Next time your phone rings, you could very well feel it vibrating as if it were a throbbing heart or a Harley-Davidson motorcycle revving up. At least that’s the plan for electroactive sensor company Artificial Muscle, who introduced their new technology that produces realistic vibrations for phones and tablets at the International Consumer Electronics Show in Las Vegas this week.
From Jonathan Chang:
I love animals of the slimy and scaly variety. So of course I squealed with delight when I saw a frog smaller than a dime. This critter is now the world record holder for smallest animal with a backbone.
Remember how a couple weeks ago, I pointed to Vi Hart’s musings on spirals? Part two is now available, explaining why the Fibonacci series pops up so often in nature.

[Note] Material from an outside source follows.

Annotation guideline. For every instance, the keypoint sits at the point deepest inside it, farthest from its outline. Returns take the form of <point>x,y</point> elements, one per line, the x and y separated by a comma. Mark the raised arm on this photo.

On a somewhat serious note, you might notice a dip in internet activity on Wednesday. Several high traffic websites, such as Reddit and the Cheezburger network, are shutting down on the 18th to protest the Stop Online Piracy Act (or SOPA). Wikipedia is also thinking about joining the cause. Not sure what exactly SOPA is about? Here’s a couple of brief summaries.
From Virat Markandeya:
If every star has an orbiting planet, there would be billions of alien worlds in the Milky Way alone. Around 100 billion, but that may be a conservative estimate, astronomers reckon. There may be abundant two-sun planets like Star Wars’ Tatooine as well.
What would a sunset with another sun look like? A University of Exeter scientist has tried to render an accurate image of a sunset seen from one of the first exoplanets to be discovered, a “hot-Jupiter” 150 light years away.
Yeti crab, stalked barnacles and predatory seven-armed starfish. A hydrothermal vent near Antarctica teems with such exotic life, reports The New York Times. Twenty-three new animal species have been found and more will likely follow.
I need a regular science flick fix. The Sundance Film Festival, which begins this week, holds out promise.